Bastaram dois dias sem os serviços de limpeza em São Luís para a cidade ficar suja. Desassistida pelo serviço essencial, a população tem recorrido a cantos de praça, canteiros e calçadas para deixar o lixo, até que a situação seja resolvida.
Na Camboa, são vários pontos tomados pelo lixo na Avenida José Sarney. Nas calçadas e no canteiro central, o lixo está transbordando das lixeiras. Além do canteiro central, onde fica posicionado um contêiner, o lixo também se acumula em parte da Praça da Camboa. A reforma da praça está em fase de conclusão. Foram instaladas lixeiras, bancos, rampas de acesso para pessoas com mobilidade reduzida e uma academia ao ar livre no local. Mas nesse momento, por causa do lixo, o espaço não está servindo para o convívio e o lazer.
No Centro, o lixo também se acumula. Na Praça Deodoro, os vendedores ambulantes têm organizado os resíduos em sacos plásticos, mas eles estão se acumulando. Na Rua Grande, onde há uma intensa produção de lixo, papelão e sacos plásticos estão espalhados nas calçadas, no meio da via e principalmente na porta de algumas lojas que não funcionaram ontem.
Alguns ambulantes também têm limpado parte da via, como aconteceu com Rebeca Gonçalves. “Não concordo com essa paralisação dos garis. A rua fica muito suja e isso afasta os clientes. Nós mesmos varremos e juntamos o lixo para o cliente poder encostar na banca”, disse.
Lojistas temem que a situação prejudique as vendas do fim de ano na Rua Grande. “Os gestores deveriam ter mais responsabilidade de não deixar a Rua Grande chegar nessa situação porque esse é um período de grande movimento.
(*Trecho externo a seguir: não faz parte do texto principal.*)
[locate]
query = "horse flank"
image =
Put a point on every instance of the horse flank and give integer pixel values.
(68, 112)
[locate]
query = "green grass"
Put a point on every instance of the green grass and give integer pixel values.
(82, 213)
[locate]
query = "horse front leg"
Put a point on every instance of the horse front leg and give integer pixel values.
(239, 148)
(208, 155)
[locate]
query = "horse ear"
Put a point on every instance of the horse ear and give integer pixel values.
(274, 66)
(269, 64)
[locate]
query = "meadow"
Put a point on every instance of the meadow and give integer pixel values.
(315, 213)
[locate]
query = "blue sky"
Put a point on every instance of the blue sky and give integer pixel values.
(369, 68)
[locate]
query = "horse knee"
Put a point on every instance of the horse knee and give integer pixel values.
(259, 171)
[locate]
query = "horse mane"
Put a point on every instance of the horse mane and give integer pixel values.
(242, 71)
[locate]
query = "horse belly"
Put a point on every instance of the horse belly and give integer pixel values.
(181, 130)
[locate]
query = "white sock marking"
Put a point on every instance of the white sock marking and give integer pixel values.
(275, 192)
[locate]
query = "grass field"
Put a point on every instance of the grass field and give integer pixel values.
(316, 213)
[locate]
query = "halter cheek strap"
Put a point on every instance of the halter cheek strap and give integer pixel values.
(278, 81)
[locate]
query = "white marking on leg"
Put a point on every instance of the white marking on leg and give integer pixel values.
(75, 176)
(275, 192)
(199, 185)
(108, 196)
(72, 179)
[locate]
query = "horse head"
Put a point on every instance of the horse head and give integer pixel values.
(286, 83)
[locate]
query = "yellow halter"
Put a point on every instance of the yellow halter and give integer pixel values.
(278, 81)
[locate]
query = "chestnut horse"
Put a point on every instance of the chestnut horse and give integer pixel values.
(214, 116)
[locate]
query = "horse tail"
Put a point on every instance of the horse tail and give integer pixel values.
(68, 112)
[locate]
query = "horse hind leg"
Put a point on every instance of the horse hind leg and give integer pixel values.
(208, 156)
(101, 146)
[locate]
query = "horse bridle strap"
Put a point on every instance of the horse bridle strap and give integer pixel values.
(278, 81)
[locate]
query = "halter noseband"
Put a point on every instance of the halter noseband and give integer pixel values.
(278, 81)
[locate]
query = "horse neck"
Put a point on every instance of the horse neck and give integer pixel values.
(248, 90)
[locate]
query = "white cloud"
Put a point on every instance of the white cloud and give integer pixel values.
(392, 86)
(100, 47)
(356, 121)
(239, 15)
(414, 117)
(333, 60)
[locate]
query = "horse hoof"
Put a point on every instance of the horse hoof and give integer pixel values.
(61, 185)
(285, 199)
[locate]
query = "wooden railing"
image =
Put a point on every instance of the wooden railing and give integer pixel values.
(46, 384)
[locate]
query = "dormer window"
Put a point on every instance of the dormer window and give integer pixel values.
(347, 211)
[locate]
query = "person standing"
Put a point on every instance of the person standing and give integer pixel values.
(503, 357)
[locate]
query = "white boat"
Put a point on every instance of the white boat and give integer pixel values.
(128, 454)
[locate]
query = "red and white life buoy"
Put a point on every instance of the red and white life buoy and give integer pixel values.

É por causa disso que os clientes acabam indo para os shoppings, que são limpos e organizados”, declarou a gerente da Cattan, Tereza de Jesus.
No ano passado, os agentes de limpeza pública de São Luís paralisaram as atividades por três dias e o lixo se acumulou em diversos bairros de São Luís. A categoria reivindicava reajuste salarial de 23% e acréscimo de R$ 160,00 no tíquete alimentação. Ao fim do manifesto, os trabalhadores obtiveram reajuste de 6,5% nos salários e aumento de R$ 75,00 no tíquete.
De acordo com Honésio Máximo Pereira da Silva, presidente do Sindicato dos Empregados das Empresas de Asseio e Conservação (SEEAC), os trabalhadores ainda não receberam o salário referente ao mês de novembro e não há previsão de quando deverá ser realizado o pagamento da segunda parcela do 13º salário. “A paralisação continua até os trabalhadores receberem os seus salários”, complementou.